Zimbabwe Institute of Vigital Arts


ZIVA is small. It currently has 12 staff members and 18 new students each year, its maximum student base always 36. At first, the parents of black youth, remained skeptical about their children embarking on a design career. His ratio of white to black students, 95 per cent white to 5 per cent black.

That's evolved over the years and completely reversed. For many students, it's the first time they've ever sat side by side with someone of a different race. And the talent ZIVA is turning out is gaining recognition, particularly in South Africa, who frequently offers praise for his outstanding graduates.

Through the school, he's managed to illuminate graphic arts as a viable career path for talented Zimbabwe youth who possibly would never have found it on their own. Saki himself, had only discovered it by leaving home and going to the U.S. Now they learn design on their home turf, and are encouraged to venture out, discover themselves and their passions as he did, to bring their experiences back home.

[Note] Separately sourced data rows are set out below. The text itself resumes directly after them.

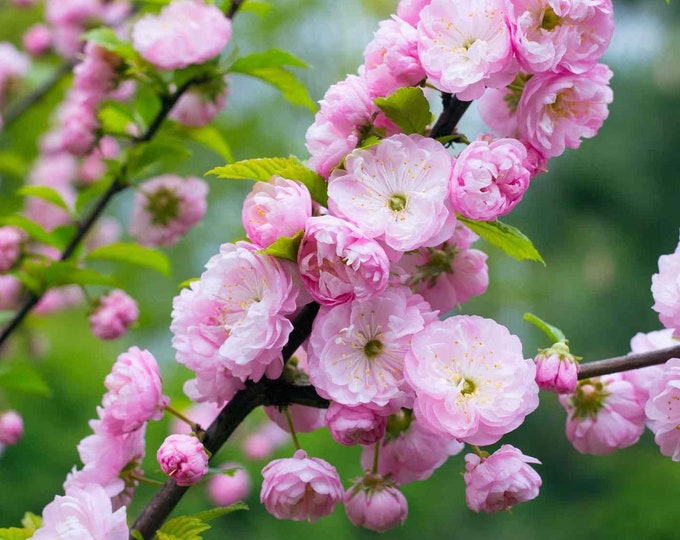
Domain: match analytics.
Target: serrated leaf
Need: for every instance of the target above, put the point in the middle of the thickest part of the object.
(132, 253)
(554, 334)
(285, 247)
(183, 528)
(66, 273)
(23, 377)
(210, 137)
(106, 37)
(263, 169)
(14, 533)
(45, 193)
(505, 237)
(408, 108)
(34, 230)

Cartoons, Comic Books and Animation

When Saki noticed that many young Zimbabwe children are keenly interested in cartoons and comic books, he envisioned expanding ZIVA's curriculum. He understood that steering his students in a direction where they created their own way of storytelling, was highly possible through animation. How would he manage to do that?

Synchronistically, at his 2013 Ted talk, someone who admired his work, suggested an introduction to the people at AutoDesk, a world leader in animation software. Saki had longed for their Maya software for ZIVA, however, with no funding and money scarce, this had seemed virtually out of the question.

AutoDesk to the Rescue

AutoDesk to the rescue. They donated not only the much desired Maya software to ZIVA, but full access to all their professional 3-D design software and learning content, as they now do to all middle schools, high schools and higher education institutions in Africa.

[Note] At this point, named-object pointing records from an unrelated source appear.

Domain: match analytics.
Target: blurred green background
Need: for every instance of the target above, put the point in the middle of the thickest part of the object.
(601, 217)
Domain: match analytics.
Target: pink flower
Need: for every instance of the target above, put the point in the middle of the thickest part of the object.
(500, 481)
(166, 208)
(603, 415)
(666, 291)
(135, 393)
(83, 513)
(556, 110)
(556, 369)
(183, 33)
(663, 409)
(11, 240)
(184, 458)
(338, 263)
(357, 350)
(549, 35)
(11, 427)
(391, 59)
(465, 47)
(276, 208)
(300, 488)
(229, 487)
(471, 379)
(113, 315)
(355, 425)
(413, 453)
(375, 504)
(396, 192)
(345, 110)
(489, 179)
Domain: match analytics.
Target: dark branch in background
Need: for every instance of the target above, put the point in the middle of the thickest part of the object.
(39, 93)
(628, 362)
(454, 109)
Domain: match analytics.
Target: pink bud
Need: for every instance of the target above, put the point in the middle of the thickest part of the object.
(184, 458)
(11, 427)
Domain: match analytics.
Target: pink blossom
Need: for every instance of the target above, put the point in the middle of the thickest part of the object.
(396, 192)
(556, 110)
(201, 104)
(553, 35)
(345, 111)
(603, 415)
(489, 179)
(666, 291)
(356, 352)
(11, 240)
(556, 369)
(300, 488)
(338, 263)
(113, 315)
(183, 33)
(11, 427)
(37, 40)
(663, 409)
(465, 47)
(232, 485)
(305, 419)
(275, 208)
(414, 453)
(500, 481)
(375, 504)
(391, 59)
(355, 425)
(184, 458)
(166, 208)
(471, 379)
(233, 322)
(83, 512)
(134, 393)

This partnership has proven invaluable, allowing ZIVA to build a full-fledged animation department, propelling its students into potentially the same league as millions of professionals who currently use AutoDesk software.

His belief that animation has a universal way of communicating to people, keeps him excited about the possibility that his student's work will reach farther and wider. He inspires them to craft stories and feature films with their own African characters. Projects that can make waves globally, yet are uniquely African in content.

What's Your Vision for the Future?

When I asked what his dream or vision for the future of ZIVA is, he laughed, saying "To become a full-fledged university with international recognition." I laughed with him. Of course. Visionaries on a mission see a bigger picture and manifest on a larger scale.

As a man, Saki wears many hats. He finally recognizes how they interconnect and contribute to each other. Who is Saki Mafundikwa? Graphic Designer, Teacher, Design Thinker, Author, Filmmaker and Organic Farmer. Marry them together and you have Saki the man, and Saki the visionary.

World Domination Summit Experience

With our conversation coming to a close, we circled back to his time at WDS. Still fresh from the experience, he sounded enlivened, still processing the wealth of input he received from the other speakers and the enthusiastic, embracing attendees.

We both laughed again, when he observed that they completely got him and the many facets of who he is in the world. Of course they did. They're living it too. They're each in their own way committed to forging uncharted paths the way that Saki Mafundikwa is.

Out in the world living life to the fullest, proudly representing the WDS mantra of Community - Adventure - Service. Saki resonated with them and they resonated with this visionary man and his mission. No accident here. No accident at all.